Postgres: How to Really, Really use Tablespaces

I like PostgresDB, but recently I had a very opaque problem. The documentation (eventually) saved the day, but not before filling up the disk holding /var/lib/pgsql/. Oops. Read on to learn from my terrible, terrible mistakes.

Sometimes, when using an RDMS, you end up with more data that you thought you were going to have. You’ve already committed to having your database on some disk, but that disk is not big enough to hold the next chunk of data you need to import. There are a number of options for how to handle this, but we opted to use tablespaces in Postgres, which allow you to keep the ‘home’ for your data in $PGDATA, but put all of the data for a new table in a new directory (presumably attached to some bigger disk) specified for your tablespace.

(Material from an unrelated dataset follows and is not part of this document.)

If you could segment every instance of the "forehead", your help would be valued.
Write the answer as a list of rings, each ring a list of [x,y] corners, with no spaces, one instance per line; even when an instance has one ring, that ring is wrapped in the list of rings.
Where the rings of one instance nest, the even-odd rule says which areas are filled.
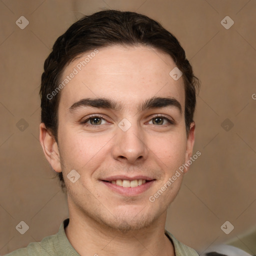
[[[113,46],[85,52],[64,70],[60,82],[68,82],[60,106],[66,109],[83,98],[100,97],[132,107],[145,98],[170,96],[184,112],[183,79],[175,80],[169,74],[176,66],[168,54],[148,46]]]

As long as this new directory is owned by user postgres, you should be good to go. So I happily attempted to create my new tablespace as follows:

CREATE TABLESPACE extraspace LOCATION '/big_disk/data';

Not so fast! Total and utter failure. No matter how many times you chown that directory to postgres, if it doesn’t work the first time, it’s not going to work. How? Why? Why does Linux hate you so much? Why doesn’t this just work so we go back to reading Hacker News while the data imports? Because SELinux.

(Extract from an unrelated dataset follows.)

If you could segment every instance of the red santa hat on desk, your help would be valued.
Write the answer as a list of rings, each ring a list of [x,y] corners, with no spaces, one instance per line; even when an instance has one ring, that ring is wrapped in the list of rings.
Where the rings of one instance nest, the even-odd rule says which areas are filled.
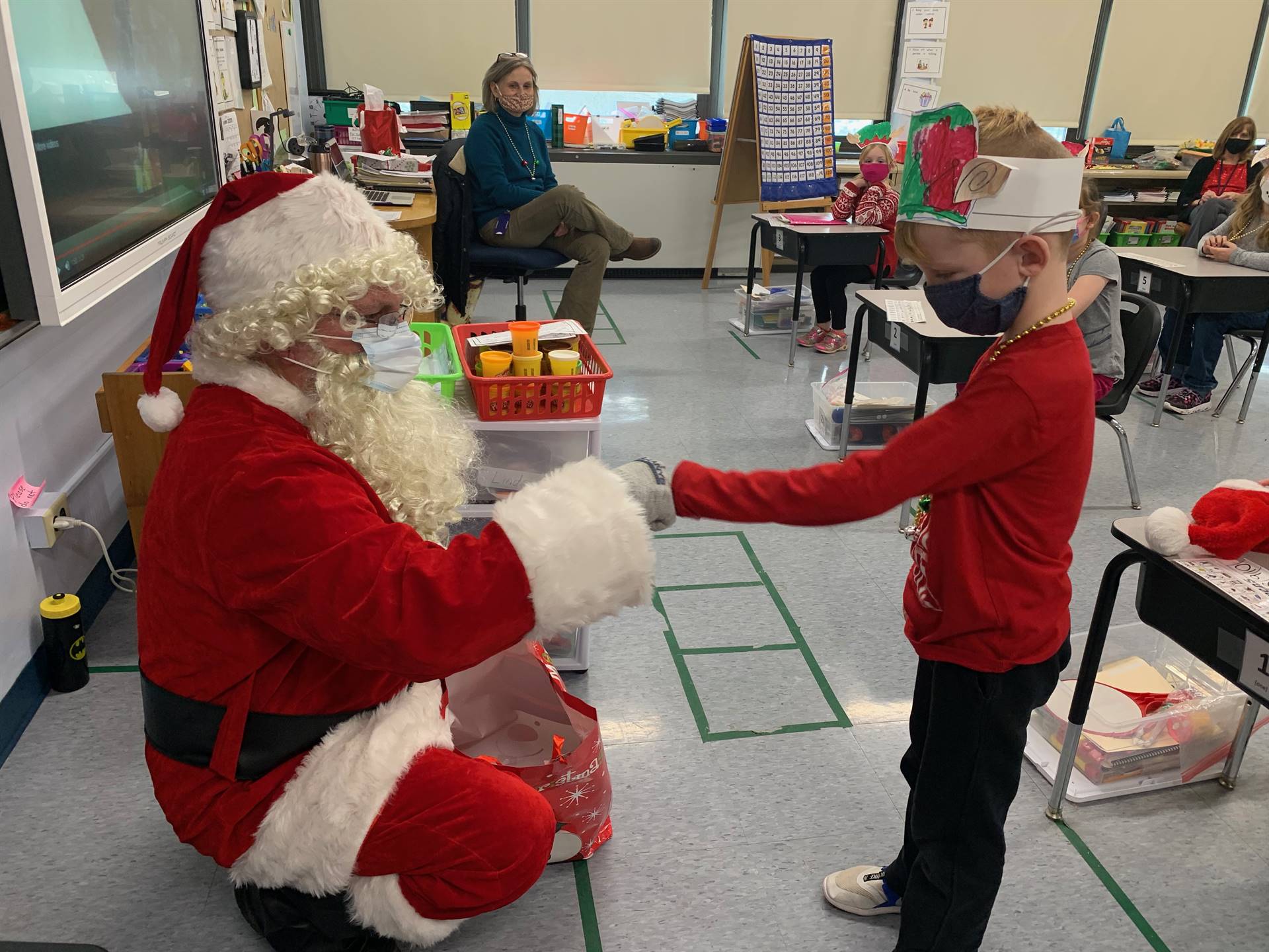
[[[256,173],[221,188],[168,277],[150,338],[146,392],[137,401],[141,419],[166,433],[184,415],[180,397],[161,386],[162,367],[189,334],[199,289],[212,311],[222,312],[296,286],[305,267],[400,253],[402,240],[410,241],[334,175]]]
[[[1146,542],[1166,556],[1269,552],[1269,484],[1226,480],[1206,493],[1190,515],[1174,506],[1156,509],[1146,519]]]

Security Enhanced Linux, if turned on for your system, will prevent Postgres from using the filesystem in that way unless you explicitly allow it. Assuming you want to create the tablespace in /big_disk/data, execute this command as root:

chcon system_u:object_r:postgresql_db_t:s0 /big_disk/data

Some additional background information on SELinux issues with Postgres is available here. Anyway, now you can create a tablespace with the command above. So, now it’s time to make a table using your brand new tablespace! We had a smaller test table that had a sample of the full dataset, so we just need to create a new table just like the old one:

CREATE TABLE IF NOT EXISTS data_all (LIKE data_some INCLUDING CONSTRAINTS INCLUDING DEFAULTS) TABLESPACE extraspace;

OK, now we can pgimport to our heart’s content right? NO. This is where I went wrong and filled up our production server. That was bad. The key is that, although creating the table this way will indeed start filling up the directory designated for your tablespace, the index (or indices if you have more than one) will still be added somewhere in $PGDATA. So your disk won’t fill up as fast, but if you’re importing a terabyte of data with a lot of rows, you’ll still end up putting a lot of data on your main disk. The solution: at table creation time, you must ALSO specify that each index you create uses the new tablespace:

CREATE TABLE IF NOT EXISTS data_all (PRIMARY KEY (id) USING INDEX TABLESPACE extraspace, LIKE some_data INCLUDING CONSTRAINTS INCLUDING DEFAULTS) TABLESPACE extraspace;

And any subsequent indices must use the new tablespace. If you create a new table inheriting the properties of an existing table, DON’T inherit the indices on the table because they will stored in $PGDATA. Manually create them:

CREATE INDEX an_index ON data_all USING btree (col1, col2) TABLESPACE extraspace;

And with that, your data, your primary key index, and an additional index, will all be stored on your new disk. You’ll only get a few kilobytes in PGDATA per 1 GB block file as Postgres ingests the data. Now, start your massive pgimport and go back to reading Hacker News.